Kate Spates: “I support the will of the people, and they’ve decided that CV Link should not run through Rancho Mirage. I’m a firm believer in democracy. So, if a wave of people decides to bring it back up, then that’s the only way it’s going to be a part of the discussion. If you ask me, it’s history, and we need to stop talking about it. Although I do receive a large amount of e-mails and calls, and hear voices of support for CV Link, I’m not sure who I’m not hearing from. There have been only a few people who have said, ‘If you’re for the CV Link, then I’m not for you.’ So let me assure (the voters) that there’s not one lone person who can revive the CV Link. And even if all five City Council members decided all of a sudden that we wanted it back, it’s still in the hands of the voters.”

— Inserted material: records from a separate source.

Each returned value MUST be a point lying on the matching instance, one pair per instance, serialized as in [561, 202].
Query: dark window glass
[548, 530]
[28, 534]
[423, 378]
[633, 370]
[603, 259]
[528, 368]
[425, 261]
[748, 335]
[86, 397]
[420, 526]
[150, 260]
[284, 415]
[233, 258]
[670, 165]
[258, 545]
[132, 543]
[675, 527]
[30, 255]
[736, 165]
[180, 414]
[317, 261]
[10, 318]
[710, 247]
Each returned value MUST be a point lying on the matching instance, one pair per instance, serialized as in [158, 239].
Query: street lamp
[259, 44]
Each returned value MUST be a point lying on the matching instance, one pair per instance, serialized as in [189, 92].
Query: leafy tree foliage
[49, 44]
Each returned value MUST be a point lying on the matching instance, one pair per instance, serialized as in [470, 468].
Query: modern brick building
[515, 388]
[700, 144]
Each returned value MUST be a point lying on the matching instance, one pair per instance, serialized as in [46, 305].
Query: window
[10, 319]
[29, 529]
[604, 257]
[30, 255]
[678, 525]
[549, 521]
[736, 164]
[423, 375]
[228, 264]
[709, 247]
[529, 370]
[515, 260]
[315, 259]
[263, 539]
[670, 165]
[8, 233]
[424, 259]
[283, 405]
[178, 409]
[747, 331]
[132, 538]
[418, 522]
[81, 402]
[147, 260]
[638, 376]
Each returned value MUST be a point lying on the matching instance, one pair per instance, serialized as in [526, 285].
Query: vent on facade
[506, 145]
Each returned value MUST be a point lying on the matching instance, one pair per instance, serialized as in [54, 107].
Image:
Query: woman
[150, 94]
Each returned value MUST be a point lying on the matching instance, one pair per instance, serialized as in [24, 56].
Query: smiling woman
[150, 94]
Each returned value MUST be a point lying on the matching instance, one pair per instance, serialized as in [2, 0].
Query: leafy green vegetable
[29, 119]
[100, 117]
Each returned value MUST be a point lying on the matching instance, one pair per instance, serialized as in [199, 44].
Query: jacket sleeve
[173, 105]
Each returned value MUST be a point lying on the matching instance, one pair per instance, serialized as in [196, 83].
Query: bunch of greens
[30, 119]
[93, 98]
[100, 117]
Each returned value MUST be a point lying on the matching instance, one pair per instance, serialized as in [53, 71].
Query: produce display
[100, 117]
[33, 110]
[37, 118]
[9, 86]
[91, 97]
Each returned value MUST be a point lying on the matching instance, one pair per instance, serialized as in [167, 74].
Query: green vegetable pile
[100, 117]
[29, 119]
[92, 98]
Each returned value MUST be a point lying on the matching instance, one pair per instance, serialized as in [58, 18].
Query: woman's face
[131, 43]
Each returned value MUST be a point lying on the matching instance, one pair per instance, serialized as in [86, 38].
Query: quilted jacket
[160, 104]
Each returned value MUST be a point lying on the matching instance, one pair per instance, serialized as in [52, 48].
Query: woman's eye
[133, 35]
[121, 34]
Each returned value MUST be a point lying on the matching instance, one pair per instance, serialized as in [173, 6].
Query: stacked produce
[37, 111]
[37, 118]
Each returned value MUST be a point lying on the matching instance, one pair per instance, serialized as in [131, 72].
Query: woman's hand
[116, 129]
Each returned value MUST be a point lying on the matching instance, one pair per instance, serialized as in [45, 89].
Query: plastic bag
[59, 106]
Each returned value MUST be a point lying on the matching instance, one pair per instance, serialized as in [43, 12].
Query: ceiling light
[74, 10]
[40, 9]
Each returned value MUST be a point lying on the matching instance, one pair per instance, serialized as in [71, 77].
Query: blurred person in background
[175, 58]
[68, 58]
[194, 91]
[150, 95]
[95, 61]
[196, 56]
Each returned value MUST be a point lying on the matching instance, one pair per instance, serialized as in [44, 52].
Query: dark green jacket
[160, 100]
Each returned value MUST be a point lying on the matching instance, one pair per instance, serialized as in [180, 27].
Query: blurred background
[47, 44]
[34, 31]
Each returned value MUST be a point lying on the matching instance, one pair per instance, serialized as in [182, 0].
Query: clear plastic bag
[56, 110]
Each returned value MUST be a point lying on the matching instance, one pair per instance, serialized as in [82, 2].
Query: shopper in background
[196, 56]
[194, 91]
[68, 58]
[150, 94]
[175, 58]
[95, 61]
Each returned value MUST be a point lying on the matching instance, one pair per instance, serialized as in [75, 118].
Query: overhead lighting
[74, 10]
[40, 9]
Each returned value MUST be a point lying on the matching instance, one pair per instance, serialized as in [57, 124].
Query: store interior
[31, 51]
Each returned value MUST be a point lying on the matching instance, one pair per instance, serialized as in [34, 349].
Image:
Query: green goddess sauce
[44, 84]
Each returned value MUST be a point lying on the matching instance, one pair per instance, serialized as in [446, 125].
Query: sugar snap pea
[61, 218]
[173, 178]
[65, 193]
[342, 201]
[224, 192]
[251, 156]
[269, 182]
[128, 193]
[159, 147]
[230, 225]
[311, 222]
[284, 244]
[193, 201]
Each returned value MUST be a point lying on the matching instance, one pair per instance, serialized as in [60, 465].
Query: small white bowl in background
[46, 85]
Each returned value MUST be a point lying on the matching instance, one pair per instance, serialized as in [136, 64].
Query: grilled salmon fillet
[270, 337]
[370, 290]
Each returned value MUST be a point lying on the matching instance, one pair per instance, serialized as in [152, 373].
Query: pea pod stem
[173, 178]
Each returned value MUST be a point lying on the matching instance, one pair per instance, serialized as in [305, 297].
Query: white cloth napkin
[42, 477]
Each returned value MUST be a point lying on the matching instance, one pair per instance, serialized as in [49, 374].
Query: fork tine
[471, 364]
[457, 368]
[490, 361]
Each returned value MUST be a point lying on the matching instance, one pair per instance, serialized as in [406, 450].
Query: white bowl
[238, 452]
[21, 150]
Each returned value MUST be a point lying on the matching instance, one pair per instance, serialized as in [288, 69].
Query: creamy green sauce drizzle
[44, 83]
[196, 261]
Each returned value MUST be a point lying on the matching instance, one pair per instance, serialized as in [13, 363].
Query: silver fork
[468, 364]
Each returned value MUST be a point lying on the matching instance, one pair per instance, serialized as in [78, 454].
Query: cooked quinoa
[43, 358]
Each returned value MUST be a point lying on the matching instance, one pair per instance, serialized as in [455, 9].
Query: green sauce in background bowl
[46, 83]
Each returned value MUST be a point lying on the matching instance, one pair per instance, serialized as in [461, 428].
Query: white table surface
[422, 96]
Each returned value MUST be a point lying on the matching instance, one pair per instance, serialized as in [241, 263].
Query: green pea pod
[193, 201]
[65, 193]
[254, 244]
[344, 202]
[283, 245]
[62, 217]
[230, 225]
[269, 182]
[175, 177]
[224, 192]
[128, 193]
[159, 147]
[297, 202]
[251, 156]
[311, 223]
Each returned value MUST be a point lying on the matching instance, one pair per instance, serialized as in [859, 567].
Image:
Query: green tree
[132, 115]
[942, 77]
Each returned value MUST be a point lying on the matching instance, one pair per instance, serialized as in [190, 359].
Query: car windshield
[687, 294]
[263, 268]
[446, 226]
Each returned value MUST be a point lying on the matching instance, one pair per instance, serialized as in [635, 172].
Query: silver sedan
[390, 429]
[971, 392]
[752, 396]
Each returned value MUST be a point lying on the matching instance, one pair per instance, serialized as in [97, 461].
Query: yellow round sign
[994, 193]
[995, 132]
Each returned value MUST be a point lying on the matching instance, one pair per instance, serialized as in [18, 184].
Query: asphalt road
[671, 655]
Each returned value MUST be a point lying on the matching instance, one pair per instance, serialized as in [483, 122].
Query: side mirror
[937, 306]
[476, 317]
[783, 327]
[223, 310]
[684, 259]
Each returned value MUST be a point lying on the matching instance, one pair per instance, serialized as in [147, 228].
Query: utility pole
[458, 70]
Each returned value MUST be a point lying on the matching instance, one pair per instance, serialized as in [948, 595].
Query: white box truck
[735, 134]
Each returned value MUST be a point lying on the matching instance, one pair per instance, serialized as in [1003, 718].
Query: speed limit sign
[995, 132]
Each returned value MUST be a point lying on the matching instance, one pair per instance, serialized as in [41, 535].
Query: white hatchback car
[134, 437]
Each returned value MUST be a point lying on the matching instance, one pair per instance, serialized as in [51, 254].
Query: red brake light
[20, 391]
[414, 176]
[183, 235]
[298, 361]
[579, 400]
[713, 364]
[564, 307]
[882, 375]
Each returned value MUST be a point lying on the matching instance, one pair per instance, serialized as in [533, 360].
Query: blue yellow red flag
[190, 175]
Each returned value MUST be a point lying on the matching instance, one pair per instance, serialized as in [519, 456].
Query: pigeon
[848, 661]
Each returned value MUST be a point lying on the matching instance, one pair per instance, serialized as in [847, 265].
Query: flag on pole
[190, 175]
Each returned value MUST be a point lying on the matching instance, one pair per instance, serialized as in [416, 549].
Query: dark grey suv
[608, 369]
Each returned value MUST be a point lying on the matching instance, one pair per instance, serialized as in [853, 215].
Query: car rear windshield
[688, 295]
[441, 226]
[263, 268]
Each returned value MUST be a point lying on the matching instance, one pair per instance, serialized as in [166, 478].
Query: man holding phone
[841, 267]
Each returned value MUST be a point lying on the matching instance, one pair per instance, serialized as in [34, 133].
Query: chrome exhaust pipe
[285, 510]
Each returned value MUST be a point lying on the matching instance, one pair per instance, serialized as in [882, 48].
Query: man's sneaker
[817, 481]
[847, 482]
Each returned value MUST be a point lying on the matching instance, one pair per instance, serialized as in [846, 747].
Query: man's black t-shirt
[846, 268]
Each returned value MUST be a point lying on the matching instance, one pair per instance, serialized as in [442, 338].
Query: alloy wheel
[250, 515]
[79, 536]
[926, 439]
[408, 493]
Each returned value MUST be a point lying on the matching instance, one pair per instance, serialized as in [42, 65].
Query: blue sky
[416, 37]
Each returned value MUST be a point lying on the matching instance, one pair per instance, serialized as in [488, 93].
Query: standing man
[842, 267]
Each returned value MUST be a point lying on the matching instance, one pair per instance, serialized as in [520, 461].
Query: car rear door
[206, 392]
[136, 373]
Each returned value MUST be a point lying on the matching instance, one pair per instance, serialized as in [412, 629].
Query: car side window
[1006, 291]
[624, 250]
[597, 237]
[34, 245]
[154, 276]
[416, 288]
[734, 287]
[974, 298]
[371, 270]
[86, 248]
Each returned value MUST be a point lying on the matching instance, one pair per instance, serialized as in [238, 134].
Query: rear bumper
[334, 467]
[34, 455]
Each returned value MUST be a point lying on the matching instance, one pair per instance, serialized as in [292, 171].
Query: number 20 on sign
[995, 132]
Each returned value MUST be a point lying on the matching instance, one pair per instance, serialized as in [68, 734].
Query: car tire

Iris Smotrich (incumbent): “My biggest concerns, and the biggest concerns of the people I talk to, are public safety and property protection. I have to tell you that as a mother and a grandmother and a former chairwoman of the CVAG Public Safety Committee, I’ve heard many concerns through the last four years regarding crime, and accidents, and law-enforcement monitoring, and residential privacy. You have to remember that, according to CVAG’s projections, there will be a huge traffic flow on this roadway, and most travel will be near or in the wash, where there are a lot of communities built. Many of my friends and neighbors and our constituents think there are a lot of problems just waiting to happen. One of the biggest concerns is about homeless encampments. All you have to do is look online at (what’s happened around) similar roadways in the Bay Area, the L.A. River, the American River and the Santa Ana River, and it’s not a nice or a healthy sight to see. It’s heartbreaking, and with this roadway, there (would be) a lot of crime opportunity, drug problems, a lot of health concerns, and privacy issues, especially in the backyards and with windows exposed to the traffic flow of complete strangers going by. I can’t imagine anyone who knows all the details … wanting or agreeing to have any of this. It’s a very difficult situation, and I’m very opposed to it. But we’re going to do an environmental impact study on it for $150,000, even though our residents voted against it, because, someday, things may change. We listen to our constituents, and we listen to our visitors. We want the best for our residents, our businesses and our visitors.”